The breeding area of the Trait du Maine was clearly defined, subject to an order published in the Official Journal of the French Republic, following an order on May 29, 1917. The territorial jurisdiction was limited to the departments of Mayenne, Maine-et-Loire (in the North), and the cantons of Sarthe not included in the jurisdiction of the Percheron Horse Society, especially in the Bocage Mayenne. In the Mayenne department alone, in 1929, 48,000 Trait du Maine mares were used for reproduction each year, for 25,000 annual foal births. The Union des Syndicats d'Élevage du Cheval de Trait du Maine, headquartered in Le Mans, organized the selection of the breed. The Departmental Council of Mayenne was responsible for the administration of the Trait du Maine studbook, the Mayenne departmental agricultural competition, the distribution of subsidies for breeding, and organizing competitions. Applicants to the studbook were examined by three members, including a veterinarian. A brand representing the letters "SM" was applied to the upper third of the left side of the neck and the owner received an identification card for their animal.

According to Marcel Mavré, the decline in draft horse numbers following World War II motivated a reorganization, and in 1966 breeds near Perche which had their own studbooks were merged into the Percheron studbook. The Trait du Maine was integrated into the Percheron stud book in 1966 according to the 2016 edition of the CAB International encyclopedia.

== Characteristics ==

The Trait du Maine was similar to the Percheron, although smaller and stockier. It was used for all types of draft work, especially in agriculture. The breed standard, published in 1930, indicates an average height of 1.60 m for mares and 1.65 m for males. However, at the central equestrian competition in Paris, horses measuring 1.70 m were awarded prizes. Heavier and shorter animals were preferred. The horses were described as gentle and quiet.

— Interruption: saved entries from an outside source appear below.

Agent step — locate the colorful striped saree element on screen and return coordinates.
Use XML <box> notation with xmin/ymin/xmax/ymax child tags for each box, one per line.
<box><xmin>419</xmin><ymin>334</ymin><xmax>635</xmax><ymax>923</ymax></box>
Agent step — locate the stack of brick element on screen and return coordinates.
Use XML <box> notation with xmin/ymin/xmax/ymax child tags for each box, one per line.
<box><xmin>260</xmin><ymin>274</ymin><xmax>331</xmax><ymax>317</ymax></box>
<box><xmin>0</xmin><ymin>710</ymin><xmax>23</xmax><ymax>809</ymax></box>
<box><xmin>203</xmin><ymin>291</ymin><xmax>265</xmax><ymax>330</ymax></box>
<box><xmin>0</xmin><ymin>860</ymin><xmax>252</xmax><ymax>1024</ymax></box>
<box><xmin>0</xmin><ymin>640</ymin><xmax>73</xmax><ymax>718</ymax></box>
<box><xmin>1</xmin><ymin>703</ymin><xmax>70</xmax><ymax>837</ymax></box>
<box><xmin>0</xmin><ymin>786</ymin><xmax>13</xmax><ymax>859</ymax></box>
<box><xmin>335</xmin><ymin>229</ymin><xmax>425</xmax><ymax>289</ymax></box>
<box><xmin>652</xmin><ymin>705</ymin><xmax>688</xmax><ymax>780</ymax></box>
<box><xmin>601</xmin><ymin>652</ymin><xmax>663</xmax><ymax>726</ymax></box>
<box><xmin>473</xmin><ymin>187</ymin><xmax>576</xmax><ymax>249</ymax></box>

The head was long, with a straight profile, a broad and flat forehead. The neck was long and powerful. The body was well-developed and muscular. The pasterns were rather short, with little to no feathering on the lower legs.

The breed society allowed black and gray coats, as also noted by Marcel Mavré. However, according to the CIRAD dictionary of animal sciences, the coat was "often" black. The preference between dark or light coat was the subject of discussions among breeders, with light gray horses being less favored than dark gray and black ones.